Ganga Jumna Holy Water Vase, Hindu, India
A Ganga-jumna Chambu Lota (Holy Water Container)
Tamil Nadhu or Karnataka, India
18th century
height: 15.5 cm
The cast body of this lota is engraved with ribs of energetic, scrolling foliage and flowers separated by plain applied copper strips. The neck and base are decorated with lotus petals that alternate between copper and brass. The inside of the neck is further engraved with lotus petals. The lota sits on a broad foot.
Zebrowski (1997, p. 216) says in relation to an almost identical lota that it and one other may be “the earliest chambus to have survived,” and that it “impresses with its noble austerity, which centuries of wear have satisfyingly softened both to the eye and to the touch.”
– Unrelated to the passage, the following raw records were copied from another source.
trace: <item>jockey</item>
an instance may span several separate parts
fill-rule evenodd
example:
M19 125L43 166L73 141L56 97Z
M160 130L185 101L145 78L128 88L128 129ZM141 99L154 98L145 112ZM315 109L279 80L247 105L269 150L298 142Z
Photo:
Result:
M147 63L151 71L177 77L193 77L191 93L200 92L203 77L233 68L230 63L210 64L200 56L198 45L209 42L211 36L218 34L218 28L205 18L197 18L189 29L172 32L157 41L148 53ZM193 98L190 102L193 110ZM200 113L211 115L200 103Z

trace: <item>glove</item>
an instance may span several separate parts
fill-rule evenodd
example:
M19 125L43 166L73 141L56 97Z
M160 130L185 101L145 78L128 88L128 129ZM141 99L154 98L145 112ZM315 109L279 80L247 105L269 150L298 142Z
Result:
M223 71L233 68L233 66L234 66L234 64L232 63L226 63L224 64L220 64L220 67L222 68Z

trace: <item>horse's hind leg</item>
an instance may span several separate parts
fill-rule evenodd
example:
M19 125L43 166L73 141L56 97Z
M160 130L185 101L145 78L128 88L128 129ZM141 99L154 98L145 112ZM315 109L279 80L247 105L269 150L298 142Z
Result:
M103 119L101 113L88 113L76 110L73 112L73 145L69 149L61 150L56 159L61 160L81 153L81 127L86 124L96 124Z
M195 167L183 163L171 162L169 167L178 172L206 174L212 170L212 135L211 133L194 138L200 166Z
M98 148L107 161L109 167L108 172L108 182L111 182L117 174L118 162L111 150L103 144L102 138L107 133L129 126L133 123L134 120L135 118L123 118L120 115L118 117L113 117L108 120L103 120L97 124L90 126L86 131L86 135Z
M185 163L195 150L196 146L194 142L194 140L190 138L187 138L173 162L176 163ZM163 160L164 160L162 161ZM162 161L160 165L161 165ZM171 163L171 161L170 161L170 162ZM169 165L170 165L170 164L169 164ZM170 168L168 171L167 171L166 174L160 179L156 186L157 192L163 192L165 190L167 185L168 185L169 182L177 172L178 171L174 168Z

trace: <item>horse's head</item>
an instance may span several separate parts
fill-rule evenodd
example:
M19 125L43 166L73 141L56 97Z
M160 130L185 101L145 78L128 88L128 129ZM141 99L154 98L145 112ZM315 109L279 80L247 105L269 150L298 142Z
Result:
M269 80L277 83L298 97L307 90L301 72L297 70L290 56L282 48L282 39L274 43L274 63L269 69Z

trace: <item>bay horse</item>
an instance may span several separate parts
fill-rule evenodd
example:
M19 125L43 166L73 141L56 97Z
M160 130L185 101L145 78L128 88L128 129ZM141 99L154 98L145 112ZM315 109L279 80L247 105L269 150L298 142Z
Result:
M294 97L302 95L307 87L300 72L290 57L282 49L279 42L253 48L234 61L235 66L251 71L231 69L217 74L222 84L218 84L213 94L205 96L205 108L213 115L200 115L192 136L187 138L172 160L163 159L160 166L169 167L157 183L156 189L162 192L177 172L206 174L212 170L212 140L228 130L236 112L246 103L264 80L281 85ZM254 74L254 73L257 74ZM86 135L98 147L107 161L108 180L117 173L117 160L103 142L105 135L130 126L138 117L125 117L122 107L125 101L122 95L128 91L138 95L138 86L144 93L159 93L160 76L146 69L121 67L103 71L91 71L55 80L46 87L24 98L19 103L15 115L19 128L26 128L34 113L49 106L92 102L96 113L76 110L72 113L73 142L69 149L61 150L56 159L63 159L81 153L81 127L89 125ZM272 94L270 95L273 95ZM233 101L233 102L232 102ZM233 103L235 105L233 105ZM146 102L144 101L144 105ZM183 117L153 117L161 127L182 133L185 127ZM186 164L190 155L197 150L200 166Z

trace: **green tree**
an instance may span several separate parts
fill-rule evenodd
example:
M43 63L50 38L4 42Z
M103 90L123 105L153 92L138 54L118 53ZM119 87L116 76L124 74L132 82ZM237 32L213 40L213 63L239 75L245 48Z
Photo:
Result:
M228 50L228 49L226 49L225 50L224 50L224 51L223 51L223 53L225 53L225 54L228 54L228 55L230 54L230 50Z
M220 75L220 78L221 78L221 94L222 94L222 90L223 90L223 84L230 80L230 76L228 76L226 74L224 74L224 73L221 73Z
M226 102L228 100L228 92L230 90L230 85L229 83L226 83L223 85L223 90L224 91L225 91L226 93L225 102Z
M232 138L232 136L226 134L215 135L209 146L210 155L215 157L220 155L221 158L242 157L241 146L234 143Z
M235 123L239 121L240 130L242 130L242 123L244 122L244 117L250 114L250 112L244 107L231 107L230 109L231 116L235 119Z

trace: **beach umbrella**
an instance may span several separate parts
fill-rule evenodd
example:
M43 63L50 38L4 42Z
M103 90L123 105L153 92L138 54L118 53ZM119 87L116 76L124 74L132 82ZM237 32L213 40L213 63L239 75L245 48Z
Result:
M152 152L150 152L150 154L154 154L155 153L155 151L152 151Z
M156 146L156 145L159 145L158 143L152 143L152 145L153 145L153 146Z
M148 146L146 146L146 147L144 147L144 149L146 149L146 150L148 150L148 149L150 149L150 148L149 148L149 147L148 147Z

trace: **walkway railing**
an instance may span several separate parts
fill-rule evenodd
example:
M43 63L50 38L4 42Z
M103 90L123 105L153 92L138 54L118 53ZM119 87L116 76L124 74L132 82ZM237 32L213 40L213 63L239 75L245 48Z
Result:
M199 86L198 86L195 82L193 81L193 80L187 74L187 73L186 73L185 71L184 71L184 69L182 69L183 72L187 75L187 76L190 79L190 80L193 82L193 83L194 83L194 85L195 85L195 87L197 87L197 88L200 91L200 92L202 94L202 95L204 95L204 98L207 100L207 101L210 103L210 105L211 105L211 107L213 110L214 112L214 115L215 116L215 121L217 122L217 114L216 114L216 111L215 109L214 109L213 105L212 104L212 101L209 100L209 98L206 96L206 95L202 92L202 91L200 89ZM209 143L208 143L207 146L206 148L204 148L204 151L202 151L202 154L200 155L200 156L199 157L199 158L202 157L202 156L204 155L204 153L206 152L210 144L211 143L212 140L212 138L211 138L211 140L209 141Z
Chambu lotas with their wide, squat bodies that narrow to a small neck are associated with the holy city of Benares and with religious ceremonies. Many were taken from Benares by pilgrims and used to hold sacred water from the Ganges.
References
For an identical piece, see Zebrowski, M., Gold, Silver & Bronze from Mughal India, Alexandria Press, 1997, p. 213. For a similar piece see Harle J.C., and A. Topsfield, Indian Art in the Ashmolean Museum, Ashmolean Museum, 1987, p. 65.